Over the last few months we have seen educators and school district employees rising in record numbers in with a national cry of #RedForEd. Educators have taken their voice to the streets, the national media, and state capitols across the country asking that our elected officials invest in public education, invest in educators, and invest in our students.

On April 26th, 2018, Douglas County educators came together at the Colorado State Capitol, and we will continue to advocate together as #RedForEd continues. There are so many ways to get involved in this movement, be it talking to your neighbors, phone banking community members, or activating your colleagues to join us. There is a place for everyone in our DCF family.

Let us know what you would love to do –  we are always making space for new leaders and activists in our union.

As you get settled into the new year, do not hesitate to contact us if you have questions.

We know that getting the year off on the right foot sets the tone for your whole year, and we are here to support you.

Teachers everywhere are ready to take back our profession, and together we are doing that. Please encourage your colleagues to join us and become a member of the Douglas County Federation. Together we can accomplish things we could never accomplish alone. 


Superintendent Sole Finalist


It’s been a long time coming, but our board has announced the sole finalist for superintendent. Please help welcome Dr. Thomas Tucker into our school district and our community!

Dr. Tucker is the superintendent of the Princeton City School District in Ohio and has been named national superintendent of the year. Twice. He’s been a teacher, principal, and director of curriculum. He’s passed a bond and levy and understands how important properly funding public education is to the lives of our kids. Perhaps most importantly, he describes himself as a teacher first.

As Douglas County educators, we’ve been through a lot over the past nine years. We fought a politically motivated school board that selfishly severed the 50-year collaborative relationship with its educators and their union—one that fostered a once small rural school system into a large nationally recognized destination district. All to the detriment of our students’ education and learning environment. Despite the reformers best efforts, the DCF never stopped representing our members and working for what is best for students.

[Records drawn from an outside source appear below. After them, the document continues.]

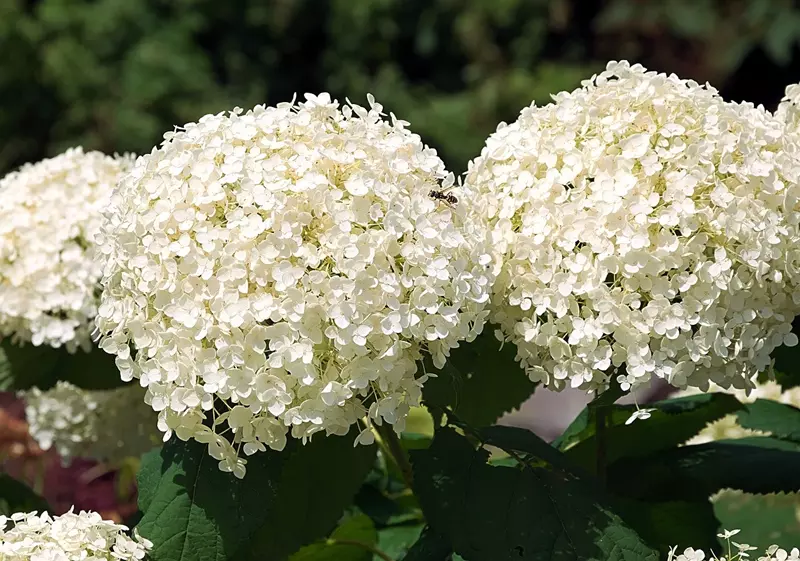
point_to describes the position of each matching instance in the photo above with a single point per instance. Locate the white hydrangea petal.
(70, 536)
(50, 213)
(268, 271)
(649, 228)
(106, 425)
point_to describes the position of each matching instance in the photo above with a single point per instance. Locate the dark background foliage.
(115, 74)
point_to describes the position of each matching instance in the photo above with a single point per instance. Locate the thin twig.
(601, 413)
(389, 438)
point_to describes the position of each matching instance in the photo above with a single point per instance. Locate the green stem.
(395, 449)
(601, 413)
(369, 547)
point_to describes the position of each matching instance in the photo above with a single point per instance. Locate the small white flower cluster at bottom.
(736, 552)
(69, 537)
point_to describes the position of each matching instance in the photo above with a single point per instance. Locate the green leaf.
(195, 512)
(25, 366)
(430, 546)
(395, 541)
(480, 381)
(359, 536)
(779, 419)
(666, 523)
(673, 422)
(15, 496)
(525, 441)
(95, 370)
(754, 465)
(763, 519)
(496, 513)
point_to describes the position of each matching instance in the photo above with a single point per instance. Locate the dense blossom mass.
(285, 268)
(649, 228)
(108, 425)
(50, 213)
(69, 537)
(735, 552)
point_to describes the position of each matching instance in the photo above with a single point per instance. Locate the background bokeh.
(115, 74)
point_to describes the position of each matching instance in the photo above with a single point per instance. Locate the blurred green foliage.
(116, 74)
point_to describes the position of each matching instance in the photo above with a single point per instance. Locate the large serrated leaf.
(352, 540)
(673, 422)
(491, 513)
(195, 512)
(666, 523)
(754, 465)
(395, 541)
(779, 419)
(25, 366)
(15, 496)
(430, 546)
(480, 381)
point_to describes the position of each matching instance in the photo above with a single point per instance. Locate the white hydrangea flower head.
(287, 267)
(649, 229)
(789, 108)
(728, 427)
(50, 213)
(735, 552)
(106, 425)
(69, 537)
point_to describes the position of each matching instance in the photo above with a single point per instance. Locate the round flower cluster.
(728, 427)
(649, 229)
(789, 107)
(287, 267)
(50, 213)
(736, 552)
(69, 537)
(107, 425)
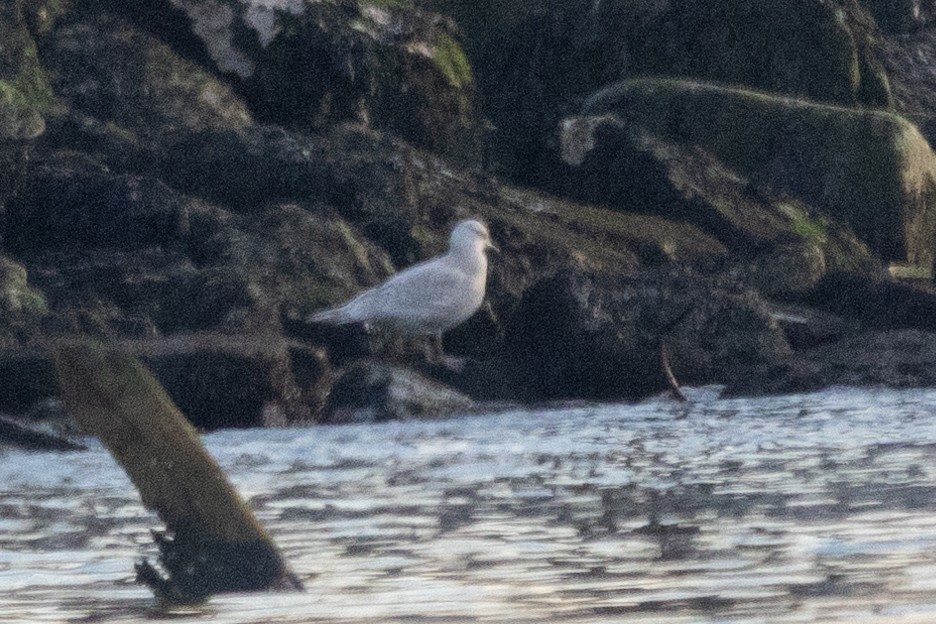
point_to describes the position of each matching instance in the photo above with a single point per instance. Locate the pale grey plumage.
(429, 297)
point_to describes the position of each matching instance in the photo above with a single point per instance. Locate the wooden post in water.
(214, 543)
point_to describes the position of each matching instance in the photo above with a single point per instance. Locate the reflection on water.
(810, 508)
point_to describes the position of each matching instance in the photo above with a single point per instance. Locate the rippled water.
(809, 508)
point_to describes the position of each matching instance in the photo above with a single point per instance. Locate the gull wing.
(425, 298)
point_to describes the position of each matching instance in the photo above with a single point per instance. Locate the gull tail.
(335, 316)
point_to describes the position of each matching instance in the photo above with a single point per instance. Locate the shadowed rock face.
(581, 336)
(537, 61)
(231, 181)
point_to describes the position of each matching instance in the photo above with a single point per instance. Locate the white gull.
(430, 297)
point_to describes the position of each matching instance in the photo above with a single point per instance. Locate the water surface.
(807, 508)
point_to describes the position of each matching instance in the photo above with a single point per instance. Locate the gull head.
(471, 235)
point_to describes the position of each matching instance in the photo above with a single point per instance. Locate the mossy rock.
(869, 169)
(127, 91)
(385, 63)
(535, 62)
(20, 67)
(19, 303)
(778, 244)
(828, 51)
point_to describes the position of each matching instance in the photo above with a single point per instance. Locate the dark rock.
(909, 60)
(20, 434)
(846, 163)
(537, 61)
(902, 16)
(825, 51)
(72, 202)
(806, 327)
(876, 304)
(26, 378)
(311, 65)
(20, 304)
(896, 358)
(217, 381)
(584, 337)
(248, 381)
(373, 392)
(778, 244)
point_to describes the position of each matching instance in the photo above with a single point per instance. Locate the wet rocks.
(310, 65)
(375, 392)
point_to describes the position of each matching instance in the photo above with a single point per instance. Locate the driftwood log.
(213, 542)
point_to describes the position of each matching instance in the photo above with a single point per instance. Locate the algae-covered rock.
(310, 64)
(536, 61)
(128, 92)
(371, 392)
(869, 169)
(72, 202)
(19, 302)
(777, 244)
(902, 16)
(823, 50)
(18, 118)
(576, 335)
(20, 68)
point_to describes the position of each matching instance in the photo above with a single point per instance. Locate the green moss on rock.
(870, 169)
(18, 301)
(18, 118)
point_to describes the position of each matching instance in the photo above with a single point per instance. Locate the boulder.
(904, 358)
(19, 302)
(902, 16)
(373, 392)
(579, 336)
(869, 169)
(537, 61)
(311, 64)
(129, 94)
(217, 381)
(778, 244)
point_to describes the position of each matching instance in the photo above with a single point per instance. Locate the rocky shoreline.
(189, 180)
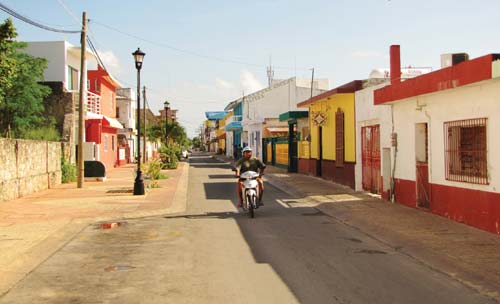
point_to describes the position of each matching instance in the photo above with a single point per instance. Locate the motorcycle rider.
(249, 163)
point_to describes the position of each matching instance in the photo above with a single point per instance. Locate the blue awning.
(217, 115)
(234, 126)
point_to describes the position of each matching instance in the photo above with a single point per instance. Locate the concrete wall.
(474, 101)
(367, 114)
(28, 166)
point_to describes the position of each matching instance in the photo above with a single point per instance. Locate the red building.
(101, 126)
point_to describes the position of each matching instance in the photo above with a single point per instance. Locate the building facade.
(445, 152)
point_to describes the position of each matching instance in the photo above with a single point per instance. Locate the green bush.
(42, 133)
(170, 157)
(69, 172)
(153, 172)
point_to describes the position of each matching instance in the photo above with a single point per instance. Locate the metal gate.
(370, 146)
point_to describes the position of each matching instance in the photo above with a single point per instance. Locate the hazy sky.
(200, 55)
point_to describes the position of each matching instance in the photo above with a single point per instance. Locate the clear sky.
(200, 55)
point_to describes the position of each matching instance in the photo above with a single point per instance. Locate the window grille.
(339, 138)
(465, 151)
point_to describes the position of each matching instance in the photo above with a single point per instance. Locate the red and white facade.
(101, 125)
(437, 132)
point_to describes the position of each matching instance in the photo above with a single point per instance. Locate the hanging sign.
(319, 119)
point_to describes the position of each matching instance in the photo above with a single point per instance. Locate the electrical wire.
(94, 50)
(174, 48)
(69, 11)
(34, 23)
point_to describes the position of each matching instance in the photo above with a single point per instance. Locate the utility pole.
(144, 109)
(312, 80)
(81, 118)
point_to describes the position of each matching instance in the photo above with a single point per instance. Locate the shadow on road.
(321, 259)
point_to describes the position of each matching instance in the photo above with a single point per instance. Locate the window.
(465, 151)
(72, 79)
(106, 145)
(339, 138)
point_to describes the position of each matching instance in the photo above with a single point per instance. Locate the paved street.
(214, 254)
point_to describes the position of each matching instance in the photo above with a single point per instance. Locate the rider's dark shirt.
(252, 164)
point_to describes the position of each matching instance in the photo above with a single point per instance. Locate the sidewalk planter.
(28, 166)
(332, 139)
(447, 153)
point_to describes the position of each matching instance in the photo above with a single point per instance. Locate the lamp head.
(138, 57)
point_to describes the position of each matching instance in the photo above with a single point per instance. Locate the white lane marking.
(283, 203)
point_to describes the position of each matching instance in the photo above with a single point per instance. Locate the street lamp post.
(166, 107)
(139, 181)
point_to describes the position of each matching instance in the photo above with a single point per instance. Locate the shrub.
(69, 172)
(170, 156)
(153, 171)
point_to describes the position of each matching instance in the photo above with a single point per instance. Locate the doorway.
(370, 159)
(422, 165)
(320, 152)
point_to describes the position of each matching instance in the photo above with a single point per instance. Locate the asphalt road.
(215, 254)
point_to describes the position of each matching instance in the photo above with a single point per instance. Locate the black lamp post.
(139, 181)
(166, 107)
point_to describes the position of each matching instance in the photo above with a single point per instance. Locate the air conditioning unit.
(448, 60)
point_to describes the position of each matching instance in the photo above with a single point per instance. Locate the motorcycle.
(250, 191)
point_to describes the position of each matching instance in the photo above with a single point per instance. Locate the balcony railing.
(93, 103)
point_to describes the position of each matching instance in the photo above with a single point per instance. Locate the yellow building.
(221, 134)
(329, 149)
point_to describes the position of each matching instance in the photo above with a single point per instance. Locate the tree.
(196, 142)
(21, 96)
(176, 134)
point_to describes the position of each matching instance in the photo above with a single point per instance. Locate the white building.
(62, 75)
(280, 97)
(126, 111)
(441, 132)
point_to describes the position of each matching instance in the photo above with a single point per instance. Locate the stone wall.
(61, 105)
(28, 166)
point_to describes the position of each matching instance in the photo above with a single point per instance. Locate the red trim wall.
(464, 73)
(405, 192)
(307, 166)
(475, 208)
(340, 175)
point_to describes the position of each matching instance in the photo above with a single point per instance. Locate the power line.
(94, 50)
(174, 48)
(35, 23)
(69, 11)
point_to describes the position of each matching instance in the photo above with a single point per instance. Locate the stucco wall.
(475, 101)
(329, 107)
(28, 166)
(367, 114)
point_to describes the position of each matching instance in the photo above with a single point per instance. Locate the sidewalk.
(467, 254)
(34, 227)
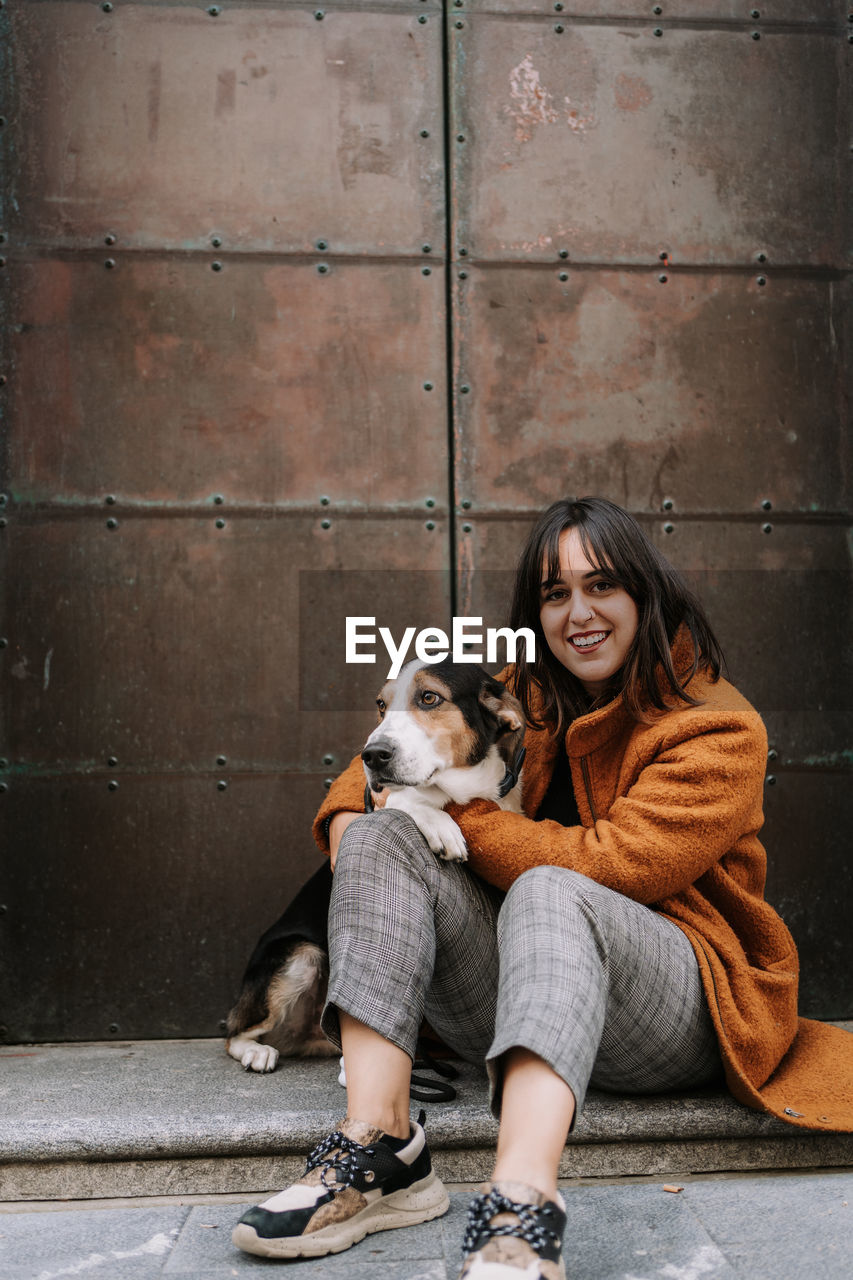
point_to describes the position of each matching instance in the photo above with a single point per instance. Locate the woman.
(614, 933)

We fought an illegal push to take public school tax dollars and give them away to private institutions. We saw the squandering of district resources and incompetent management of our district’s budget. We suffered through the replacement of effective union-built, evidence-based, employee-led professional development with training centered around a flawed evaluation system. We railed as the district valued children differently by telling parents that they were going to pay the elementary art teacher more than the 4th grade teacher, but not as much as the 1st grade teacher.

But the Douglas County Federation organized. Beginning in 2009, we educated each other and our colleagues, then we reached out to the community to warn them of what was looming. We made calls, held meetings, and knocked on doors. We talked to our neighbors and friends and made sure they knew not only who to vote for, but what was at stake for our kids and community. Even though we worked hard, we lost three consecutive elections, but finally, in 2015 we won every seat in the school board election and then we swept the 2017 board races. Douglas County Federation members never quit organizing! Now, with the new school board comes a new direction, a new superintendent, and a new challenge—to all of us.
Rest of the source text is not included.